Eventually he thinks of it: Kavinsky doesn't matter. If Kavinsky doesn't matter, Gansey shouldn't fucking pretend he does for an hour at church for the sake of social niceties. The idea of it makes Ronan's skin crawl.
Kavinsky's family is Eastern Orthodox, but Catholic is the closest thing Henrietta can manage. Kavinsky's mom doesn't seem to mind. When Ronan walks into the church he experiences a weird sense of vertigo. The pews are mostly filled with kids from school, horsing around and being disrespectful to both their dead classmate and God, and Kavinsky’s mom is alone in the front row. She sits there with her collapsed nasal bridge and a dead-eyed stare, wearing a fancy black veil. Three pews have been left empty out of respect for the family, but no one has come. No grandparents, no cousins, not even his dad. Prokopenko would probably be up there if - if he had been a real person.
Ronan's stomach churns as he takes in the scene. There's something stark and awful about it. Something overwhelmingly lonely. Something that reminds him of Kavinsky's big, empty home theatre. The story he told about being sent away. The friend he dreamed for himself.
Ronan doesn't realize how long he's been standing frozen at the entrance of the church until someone approaches him and puts a hand on his shoulder. There are approximately three people on earth who are allowed to touch him without getting punched, so Ronan whirls on the intruder, ready to tear them a new one.
It's Matt.
"What the hell are you doing here?" He asks, astonished.
"I came to pray," Matt answers, as if everything is as simple as that. He looks around. "Where is everyone? Gansey and them?"
"I told them not to come." Ronan clenches his jaw, not willing to say anything else about it.

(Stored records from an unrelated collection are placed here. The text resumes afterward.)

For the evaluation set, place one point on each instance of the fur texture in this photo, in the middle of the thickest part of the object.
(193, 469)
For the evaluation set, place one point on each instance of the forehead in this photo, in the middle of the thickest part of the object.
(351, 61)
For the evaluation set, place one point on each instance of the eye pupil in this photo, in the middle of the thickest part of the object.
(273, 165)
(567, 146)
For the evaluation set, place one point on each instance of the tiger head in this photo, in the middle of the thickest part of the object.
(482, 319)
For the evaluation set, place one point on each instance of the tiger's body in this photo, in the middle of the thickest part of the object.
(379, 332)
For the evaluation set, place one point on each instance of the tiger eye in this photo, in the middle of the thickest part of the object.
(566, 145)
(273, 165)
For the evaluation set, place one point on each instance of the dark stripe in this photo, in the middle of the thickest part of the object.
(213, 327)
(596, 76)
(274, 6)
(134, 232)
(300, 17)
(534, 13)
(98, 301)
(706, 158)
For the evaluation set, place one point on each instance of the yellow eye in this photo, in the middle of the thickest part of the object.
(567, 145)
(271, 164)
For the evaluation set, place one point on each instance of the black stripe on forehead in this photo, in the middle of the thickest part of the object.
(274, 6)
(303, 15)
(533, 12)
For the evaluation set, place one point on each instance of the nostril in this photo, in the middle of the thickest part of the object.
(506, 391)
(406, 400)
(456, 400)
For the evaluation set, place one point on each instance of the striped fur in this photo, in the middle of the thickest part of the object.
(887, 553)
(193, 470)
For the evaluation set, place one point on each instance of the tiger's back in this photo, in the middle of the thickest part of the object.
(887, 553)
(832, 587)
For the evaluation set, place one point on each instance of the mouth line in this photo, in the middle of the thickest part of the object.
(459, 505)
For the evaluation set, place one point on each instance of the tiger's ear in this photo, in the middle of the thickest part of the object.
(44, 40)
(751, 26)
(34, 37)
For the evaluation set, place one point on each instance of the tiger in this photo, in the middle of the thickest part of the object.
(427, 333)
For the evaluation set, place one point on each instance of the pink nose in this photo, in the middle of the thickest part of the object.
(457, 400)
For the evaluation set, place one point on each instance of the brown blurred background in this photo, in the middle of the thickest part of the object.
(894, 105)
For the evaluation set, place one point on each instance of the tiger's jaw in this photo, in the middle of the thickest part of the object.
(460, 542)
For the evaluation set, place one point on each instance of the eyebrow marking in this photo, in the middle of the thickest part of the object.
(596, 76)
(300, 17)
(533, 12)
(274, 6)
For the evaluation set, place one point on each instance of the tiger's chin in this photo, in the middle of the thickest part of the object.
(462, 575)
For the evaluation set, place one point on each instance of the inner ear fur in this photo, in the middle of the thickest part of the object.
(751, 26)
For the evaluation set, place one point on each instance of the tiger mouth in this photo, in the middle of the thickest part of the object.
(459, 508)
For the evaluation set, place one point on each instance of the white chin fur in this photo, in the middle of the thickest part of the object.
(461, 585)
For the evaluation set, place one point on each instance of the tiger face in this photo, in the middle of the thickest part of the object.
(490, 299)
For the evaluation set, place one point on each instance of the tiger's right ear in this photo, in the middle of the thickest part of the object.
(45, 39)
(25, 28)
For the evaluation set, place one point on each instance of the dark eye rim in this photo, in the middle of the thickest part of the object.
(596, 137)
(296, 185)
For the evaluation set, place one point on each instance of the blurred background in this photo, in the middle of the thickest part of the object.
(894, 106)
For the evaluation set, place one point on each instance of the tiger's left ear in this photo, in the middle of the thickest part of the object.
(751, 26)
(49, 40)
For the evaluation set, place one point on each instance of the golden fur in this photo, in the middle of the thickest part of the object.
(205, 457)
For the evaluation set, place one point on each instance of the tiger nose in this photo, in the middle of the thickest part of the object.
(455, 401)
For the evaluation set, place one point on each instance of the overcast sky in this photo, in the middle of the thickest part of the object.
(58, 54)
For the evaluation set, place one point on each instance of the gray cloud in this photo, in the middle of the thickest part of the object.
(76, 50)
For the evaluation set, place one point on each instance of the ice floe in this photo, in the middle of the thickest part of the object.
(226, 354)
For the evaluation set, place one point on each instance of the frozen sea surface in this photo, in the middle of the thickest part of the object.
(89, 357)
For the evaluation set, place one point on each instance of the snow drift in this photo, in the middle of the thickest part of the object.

Matt knows enough not to press, though his eyebrows furrow slightly in concern. He takes Ronan's hand in his own gently. "Let's go sit down," he says, and he leads Ronan up the aisle. He goes all the way up to the empty third row of the pews, brazen as anything, genuflects, and takes a seat. Ronan is overwhelmed by a wave of gratitude. He can't think of anyone else he would rather have with him for this.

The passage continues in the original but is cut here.